A 74-year-old gentleman presented to the emergency department (ED) with sudden-onset left leg weakness following a fall from the bed. Prior to this, he had a 6-week history of progressively worsening central back pain, radiating to his left chest, for which he had presented to ED on two separate occasions within the previous 4 weeks. His past medical history included hypertension, atrial fibrillation, angina, non-insulin dependent type 2 diabetes mellitus and cholestasis. There was no history of malignancy.
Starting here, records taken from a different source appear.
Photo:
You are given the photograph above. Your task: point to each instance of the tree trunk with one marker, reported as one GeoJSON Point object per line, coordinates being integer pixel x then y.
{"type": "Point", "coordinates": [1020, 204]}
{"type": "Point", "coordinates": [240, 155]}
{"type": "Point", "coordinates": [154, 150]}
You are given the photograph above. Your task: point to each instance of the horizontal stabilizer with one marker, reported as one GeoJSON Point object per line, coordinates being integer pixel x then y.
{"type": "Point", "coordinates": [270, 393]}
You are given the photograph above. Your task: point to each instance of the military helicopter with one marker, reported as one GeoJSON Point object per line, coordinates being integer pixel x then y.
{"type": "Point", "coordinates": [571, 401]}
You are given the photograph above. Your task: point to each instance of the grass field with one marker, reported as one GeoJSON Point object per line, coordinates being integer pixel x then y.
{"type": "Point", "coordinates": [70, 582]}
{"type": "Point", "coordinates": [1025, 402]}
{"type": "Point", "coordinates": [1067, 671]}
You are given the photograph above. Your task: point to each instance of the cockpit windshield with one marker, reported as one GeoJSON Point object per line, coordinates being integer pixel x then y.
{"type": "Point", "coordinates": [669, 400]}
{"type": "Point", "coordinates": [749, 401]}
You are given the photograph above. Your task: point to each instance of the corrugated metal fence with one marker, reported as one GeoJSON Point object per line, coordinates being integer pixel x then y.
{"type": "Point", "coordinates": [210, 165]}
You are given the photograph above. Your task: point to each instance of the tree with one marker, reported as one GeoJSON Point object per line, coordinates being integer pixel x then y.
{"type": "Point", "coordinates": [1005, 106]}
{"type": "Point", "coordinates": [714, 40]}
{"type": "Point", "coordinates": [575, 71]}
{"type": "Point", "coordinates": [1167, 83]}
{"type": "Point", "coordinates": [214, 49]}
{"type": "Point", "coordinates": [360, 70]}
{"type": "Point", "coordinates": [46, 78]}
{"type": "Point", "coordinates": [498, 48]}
On examination, there was marked left leg weakness with gait incoordination and urinary retention. Radiological spinal imaging of the thoracic spine on admission showed a T6 vertebral body fracture with complete compression of the body of T6 (Figure 1). Computed tomography (CT) scan of the thoracic spine showed good vertebral alignment with soft tissue swelling around the fracture line, which was attributed to the acute inflammation following the fall. The T6 vertebral body had a distinct mottled appearance. This was thought to be due to either malignant infiltration or a haemangioma. No osteoblastic or osteolytic lesions were identified.

Figure 1: Sagittal x-ray of thoracic spine demonstrating T6 vertebral body fracture and compression.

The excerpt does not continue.